Celia, Sally, Bree, and April meet their freshman year at Smith College, and the four of them couldn’t be more different. Celia is our narrator, a lapsed Catholic who had the foresight to smuggle a bottle of vodka in to her suitcase. Sally is recovering from the loss of her mother just months before, and unsure she is willing – or able – to make friends and enjoy college. Bree has arrived with a diamond ring on her finger and the next fifty years of her life planned.
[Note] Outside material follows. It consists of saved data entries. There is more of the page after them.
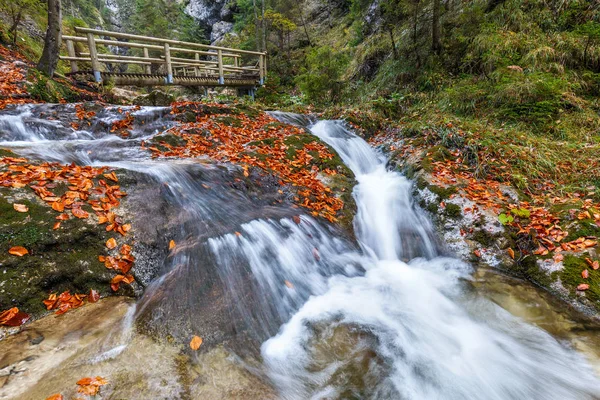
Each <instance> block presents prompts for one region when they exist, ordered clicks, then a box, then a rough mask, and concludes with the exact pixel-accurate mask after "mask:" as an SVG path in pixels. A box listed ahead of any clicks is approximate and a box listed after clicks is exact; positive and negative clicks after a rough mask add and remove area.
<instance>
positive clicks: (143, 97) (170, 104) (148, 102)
mask: <svg viewBox="0 0 600 400" xmlns="http://www.w3.org/2000/svg"><path fill="white" fill-rule="evenodd" d="M174 101H175V96H173V95H171V94H168V93H165V92H163V91H161V90H153V91H152V92H151V93H149V94H145V95H142V96H138V97H136V98H135V99H133V101H132V103H133V104H135V105H137V106H170V105H171V103H173V102H174Z"/></svg>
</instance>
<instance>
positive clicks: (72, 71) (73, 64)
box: [67, 40, 79, 72]
mask: <svg viewBox="0 0 600 400" xmlns="http://www.w3.org/2000/svg"><path fill="white" fill-rule="evenodd" d="M67 54H69V57H76V56H77V55H76V54H75V46H74V45H73V41H72V40H67ZM70 64H71V72H77V71H79V69H78V68H77V61H74V60H72V61H71V62H70Z"/></svg>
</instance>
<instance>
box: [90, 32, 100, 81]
mask: <svg viewBox="0 0 600 400" xmlns="http://www.w3.org/2000/svg"><path fill="white" fill-rule="evenodd" d="M87 38H88V47H89V49H90V58H91V60H92V71H94V80H95V81H96V82H97V83H102V75H101V74H100V63H99V62H98V52H97V51H96V42H95V39H94V35H93V34H92V33H88V34H87Z"/></svg>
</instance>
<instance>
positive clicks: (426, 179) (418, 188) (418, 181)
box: [415, 176, 429, 190]
mask: <svg viewBox="0 0 600 400" xmlns="http://www.w3.org/2000/svg"><path fill="white" fill-rule="evenodd" d="M415 184H416V185H417V188H418V189H419V190H423V189H425V188H426V187H428V186H429V182H427V179H425V178H423V177H422V176H420V177H418V178H417V180H416V181H415Z"/></svg>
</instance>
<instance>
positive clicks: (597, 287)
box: [555, 255, 600, 302]
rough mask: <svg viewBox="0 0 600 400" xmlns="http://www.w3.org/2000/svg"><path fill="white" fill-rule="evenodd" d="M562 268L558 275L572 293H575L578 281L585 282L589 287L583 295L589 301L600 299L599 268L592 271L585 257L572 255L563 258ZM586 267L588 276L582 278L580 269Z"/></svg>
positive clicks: (574, 293) (593, 300) (556, 274)
mask: <svg viewBox="0 0 600 400" xmlns="http://www.w3.org/2000/svg"><path fill="white" fill-rule="evenodd" d="M563 265H564V268H563V270H562V271H558V272H556V273H555V275H558V277H559V278H560V281H561V282H562V284H563V286H564V287H565V288H566V289H568V290H569V292H570V293H571V294H572V295H575V290H576V288H577V286H578V285H579V284H580V283H587V284H589V285H590V288H589V289H588V290H586V291H585V297H586V298H588V299H589V300H591V301H594V302H597V301H599V300H600V270H596V271H594V270H593V269H592V268H590V267H589V265H588V264H587V262H586V261H585V257H576V256H573V255H567V256H565V258H564V260H563ZM584 269H587V270H588V272H589V277H588V278H587V279H583V278H582V277H581V271H583V270H584Z"/></svg>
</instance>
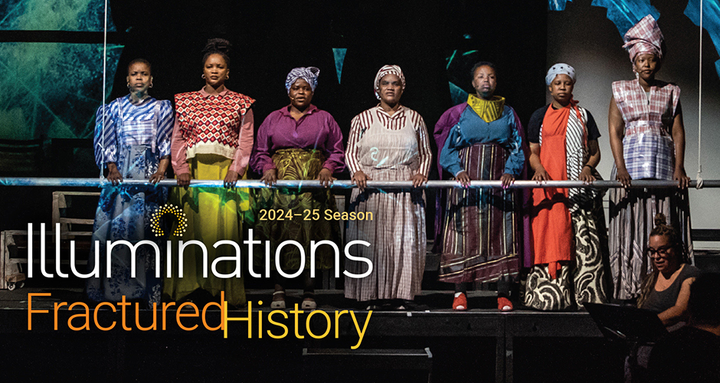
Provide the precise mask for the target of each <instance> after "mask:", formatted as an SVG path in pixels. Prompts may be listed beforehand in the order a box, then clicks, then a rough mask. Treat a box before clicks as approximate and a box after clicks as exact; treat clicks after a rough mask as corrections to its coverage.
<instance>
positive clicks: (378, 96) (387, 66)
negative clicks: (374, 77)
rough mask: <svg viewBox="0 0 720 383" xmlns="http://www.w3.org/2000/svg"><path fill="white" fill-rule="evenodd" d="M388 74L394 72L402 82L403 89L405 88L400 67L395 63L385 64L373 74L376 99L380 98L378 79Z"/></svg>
mask: <svg viewBox="0 0 720 383" xmlns="http://www.w3.org/2000/svg"><path fill="white" fill-rule="evenodd" d="M389 74H394V75H396V76H398V77H400V82H402V84H403V90H405V75H403V74H402V69H400V67H399V66H397V65H385V66H383V67H382V68H380V70H379V71H378V74H376V75H375V97H377V99H378V100H379V99H380V93H379V92H380V80H382V78H383V77H385V76H387V75H389Z"/></svg>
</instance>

And April is a red-haired, radical feminist who can’t fathom that she could ever be friends with the likes of Celia, Sally, and Bree.
But friends they become, however unlikely, and for the next four years they see each other through heartache and heartbreak, love, loss, all night study sessions and skipped classes, too much booze and too much food, and before they realize it, they’ve graduated and moved on to bigger pastures. But they remain close until an argument on the eve of Sally’s wedding threatens to undo the bonds of the past years. And then April disappears, and they aren’t sure if they can ever recover from the loss.
To Sullivan’s credit, I could see where she was going with this novel, but unfortunately, between the extraordinarily abrupt ending and the lack of character development, she never quite hits the mark. Celia, Sally, Bree, and April are caricatures of themselves, with April being the most confusingly drawn of all four. Sullivan takes what could have been a fantastic strong female lead and simultaneously paints her as (forgive me, Gloria Steinem, but there is no other word I can use here) a femi-nazi and an increasingly weak apologetic little girl. Celia, Sally, and Bree vacillate between having their acts together and behaving like insipid, spoiled little rich girls, but truly, what Sullivan did with April’s character was baffling.
I wanted to like this book, but in the end, I found that all I felt was irritation at having invested the time in it.